El escritor rumano Elie Wiesel, premio Nobel de la Paz en 1986, lo sintetiza de un modo simple y hermoso: "Dios hizo al hombre porque adora los cuentos", escribe en The Gates of The Forest . No podemos, entonces, traicionar esa razón. En cierto modo, cada uno a su manera, cada quien con sus propias herramientas, hemos venido a este mundo a contar, a contarnos los unos a los otros.

Pero esto tiene un requisito previo. El de vivir, el de estar presentes en nuestra existencia, el de comunicarla con la de los otros. Aislados de nuestros semejantes, dopados por una conexión tecnológica que nos desconecta, ansiosos por correr al ritmo que nos imponen para no quedar "desactualizados", embotellados en minúsculas y empobrecidas existencias cercadas por el temor al "fuiste", queda muy poco para contar.

Si creemos que no hay narración anterior a nosotros y que no habrá otra posterior, si todo es sólo presente (sin la raíz del pasado y sin la fronda del futuro alzándose al cielo), entonces nada importa. Nada debe ser cuidado ni respetado. Nada nos ha sido legado, nada legaremos.

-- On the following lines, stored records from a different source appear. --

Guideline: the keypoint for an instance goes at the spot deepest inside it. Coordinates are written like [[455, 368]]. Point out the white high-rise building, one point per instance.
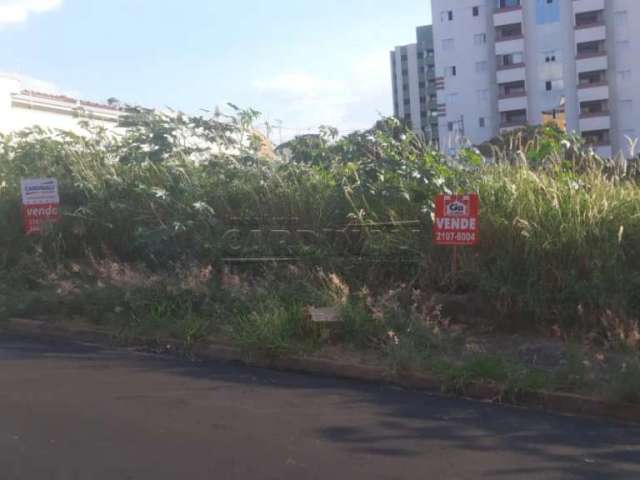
[[413, 83], [502, 64]]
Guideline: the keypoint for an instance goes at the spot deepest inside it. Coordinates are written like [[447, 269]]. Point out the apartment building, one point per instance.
[[23, 108], [503, 64], [413, 79]]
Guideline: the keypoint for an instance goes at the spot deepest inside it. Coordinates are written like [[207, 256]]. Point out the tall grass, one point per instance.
[[560, 228]]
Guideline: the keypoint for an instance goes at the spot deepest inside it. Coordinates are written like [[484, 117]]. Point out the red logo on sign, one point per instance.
[[35, 216], [456, 222]]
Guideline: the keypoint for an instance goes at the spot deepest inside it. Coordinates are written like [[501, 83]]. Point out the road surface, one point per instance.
[[71, 411]]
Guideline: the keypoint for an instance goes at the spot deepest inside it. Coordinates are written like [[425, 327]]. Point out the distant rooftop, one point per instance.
[[69, 100]]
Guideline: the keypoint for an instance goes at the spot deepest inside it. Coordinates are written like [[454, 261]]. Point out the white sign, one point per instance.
[[39, 191]]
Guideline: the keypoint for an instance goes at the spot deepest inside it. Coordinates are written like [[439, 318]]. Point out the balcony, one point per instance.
[[604, 151], [507, 5], [597, 138], [512, 31], [513, 119], [594, 18], [508, 15], [591, 64], [515, 103], [582, 6], [596, 122], [592, 79], [593, 93], [512, 90], [592, 33], [511, 75], [591, 49], [594, 108]]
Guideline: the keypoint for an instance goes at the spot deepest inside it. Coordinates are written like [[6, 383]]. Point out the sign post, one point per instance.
[[40, 203], [456, 223]]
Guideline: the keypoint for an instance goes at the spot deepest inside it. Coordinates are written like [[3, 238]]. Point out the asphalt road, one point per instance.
[[70, 411]]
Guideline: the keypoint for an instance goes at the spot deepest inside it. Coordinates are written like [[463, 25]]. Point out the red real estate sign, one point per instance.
[[40, 203], [456, 222]]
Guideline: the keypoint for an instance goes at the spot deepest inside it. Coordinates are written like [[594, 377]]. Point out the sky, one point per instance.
[[301, 63]]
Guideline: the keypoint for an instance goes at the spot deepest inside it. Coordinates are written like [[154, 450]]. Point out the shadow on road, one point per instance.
[[413, 422]]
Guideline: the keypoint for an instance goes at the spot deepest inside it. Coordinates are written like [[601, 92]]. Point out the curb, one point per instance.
[[563, 403]]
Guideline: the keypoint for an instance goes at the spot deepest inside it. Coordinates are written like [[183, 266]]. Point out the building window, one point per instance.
[[480, 39], [624, 75]]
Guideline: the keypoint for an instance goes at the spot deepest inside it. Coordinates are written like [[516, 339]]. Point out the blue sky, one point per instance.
[[303, 62]]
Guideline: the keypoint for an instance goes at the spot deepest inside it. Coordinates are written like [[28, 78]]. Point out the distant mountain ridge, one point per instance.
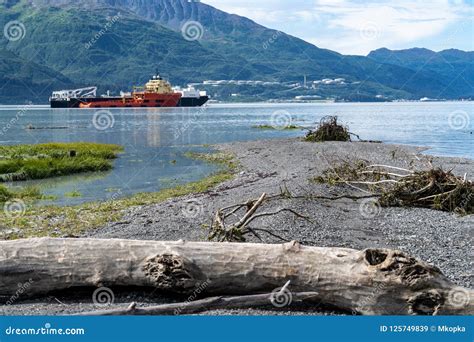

Egoístas y aislados nos dedicaremos a consumir el mundo, a depredarlo, nos iremos quedando sin narración y sin palabras.

Octavio Paz escribió alguna vez estos versos: "Soy hombre: duro poco/ y es enorme la noche / Pero miro hacia arriba:/ las estrellas escriben. /Sin entender comprendo: / también soy escritura/ y en este mismo instante/ alguien me deletrea".

Había una vez un poeta que se llamaba Octavio Paz, y está vigente y presente en esas y otras palabras. Pocas son tan poderosas como "había una vez". Abren el mundo, lo continúan, lo ratifican, confirman la vida. Son esenciales.

Después, hay muchas más. Nuestro idioma tiene aproximadamente 85 mil. No usamos más de mil. La mayoría de los jóvenes está hablando (cuando hablan, en lugar de simplemente emitir onomatopeyas) con no más de 300. Es necesario que empecemos a contar, a narrarnos, a convocarnos para seguir despertándonos con el "había una vez".

Hay mucho para decir, mucho para escribir, mucho para leer. Estamos a tiempo. Virginia Wolf, que algo sabía de estas cosas, escribió en La Torre inclinada : "A veces he soñado que, al amanecer del día del Juicio Final, cuando los grandes conquistadores, legisladores y hombres de Estado acudan a recibir sus recompensas -las coronas, los laureles, las lápidas con el nombre indeleblemente grabado en mármol imperecedero- el Todopoderoso, cuando nos vea llegar a nosotros con nuestros libros bajo el brazo, se dirigirá a Pedro y le dirá, no sin cierta envidia: "Estos no necesitan recompensa. Aquí no hay nada que les podamos dar. Son los amantes de la lectura".

Los amantes del "había una vez". Los amantes de la memoria. Los amantes del fluir de la vida.